The German cohort was genotyped using Illumina Omni-family microarrays. Detailed characterization and quality control of the German cohort has been published previously9 (as cohort DE1 within the referenced publication). HLA alleles were imputed from genotype data using HIBAG v1.6.075. Alleles with a posterior probability >0.5 were converted to hard calls. Results were validated using available HLA typing of 442 patients from the same cohort. SNPs were imputed with SHAPEIT2 and IMPUTE2, using the 1000 Genomes Phase 1 June 2014 release as a reference panel. Conditional regression analyses were conducted in R 3.3, using imputed HLA allele counts and imputed SNP dosage data. To control for population substructure, sex and the first eight multidimensional scaling components of the genetic similarity matrix were included as covariates in the regression model.

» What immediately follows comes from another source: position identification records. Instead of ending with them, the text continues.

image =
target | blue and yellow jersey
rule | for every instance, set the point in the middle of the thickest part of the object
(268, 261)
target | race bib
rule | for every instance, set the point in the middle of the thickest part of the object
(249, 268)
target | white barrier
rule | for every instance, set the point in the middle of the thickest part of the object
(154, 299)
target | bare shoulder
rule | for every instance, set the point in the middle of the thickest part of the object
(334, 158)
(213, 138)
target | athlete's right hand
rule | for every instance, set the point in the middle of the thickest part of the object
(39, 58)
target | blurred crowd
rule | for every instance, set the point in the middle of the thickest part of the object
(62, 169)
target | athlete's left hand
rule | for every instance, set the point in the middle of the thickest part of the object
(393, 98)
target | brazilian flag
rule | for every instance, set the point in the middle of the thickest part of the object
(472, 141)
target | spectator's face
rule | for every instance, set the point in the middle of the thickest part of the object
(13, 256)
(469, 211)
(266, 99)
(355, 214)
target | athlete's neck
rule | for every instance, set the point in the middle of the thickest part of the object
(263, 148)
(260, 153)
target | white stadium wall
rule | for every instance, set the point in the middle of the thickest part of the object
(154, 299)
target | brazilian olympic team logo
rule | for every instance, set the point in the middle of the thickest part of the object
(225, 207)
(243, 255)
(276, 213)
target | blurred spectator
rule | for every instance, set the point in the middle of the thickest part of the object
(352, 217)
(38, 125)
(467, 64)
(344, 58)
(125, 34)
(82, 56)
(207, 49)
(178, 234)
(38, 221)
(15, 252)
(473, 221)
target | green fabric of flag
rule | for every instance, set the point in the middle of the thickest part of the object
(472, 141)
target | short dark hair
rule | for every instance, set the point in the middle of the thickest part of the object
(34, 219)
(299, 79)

The Icelandic samples were genotyped at deCODE genetics using Illumina HumanHap610, HumanHap660, Omni-1, HumanHap300, HumanCNV30, HumanHap1M, Omni2.5, or Omni Express bead chips and additional genotypes were derived by long-range phasing and imputation76,77. The Icelandic HLA genotype calling was performed using Graphtyper78. Graphtyper constructs a pangenome graph for each HLA gene, in which each known HLA allele is represented with a path in the graph. Illumina short-read sequences are then aligned to the pangenome graphs and on the basis of the graph alignments, HLA alleles are genotyped. Subsequently, the HLA allele genotypes were imputed76. Association testing was performed using logistic regression and p-values were corrected for population stratification using the method of genomic control. The correction factor was estimated as 1.127 by association testing of 10,000 randomly selected sequence variants from all over the genome.

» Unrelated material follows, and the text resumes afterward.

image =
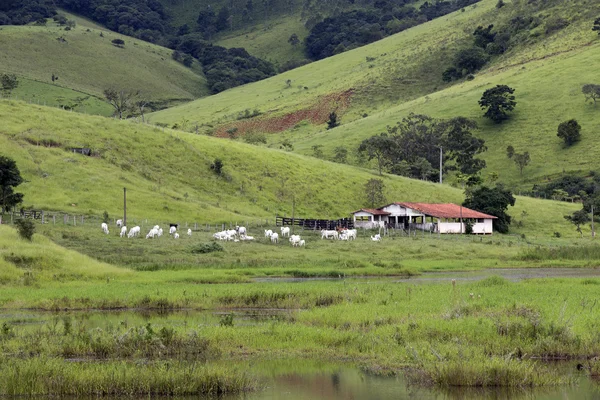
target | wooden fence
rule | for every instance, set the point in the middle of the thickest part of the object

Both random and fixed effects meta-analysis between the SCAND, SWE, DE, and ICE cohorts were carried out using the meta-analysis command in PLINKv1.9. Forest plots were generated in the rmeta package.

Data availability

The 450K array data from monocytes and whole blood are available in the Gene Expression Omnibus (GEO) database under accession number GSE43976 and GSE106648, respectively. The RNA-seq data from PBMCs used for analyses is provided in Supplementary Data 8. The RNA-seq data could not be deposited due to inconsistencies in the current routines regarding data processing agreements, but will be made available from the corresponding author upon request and signature of data transfer agreement.  The case-control cohort data used for association analysis will be made available from the corresponding author upon request and upon signature of data transfer agreement. The Twingene data can be accessed through application to the Twingene study coordinators. The raw genotype data of the German dataset cannot be shared for privacy reasons. Aggregated summary statistics are available upon request. Summary level data from deCODE may be provided by the PI upon reasonable request.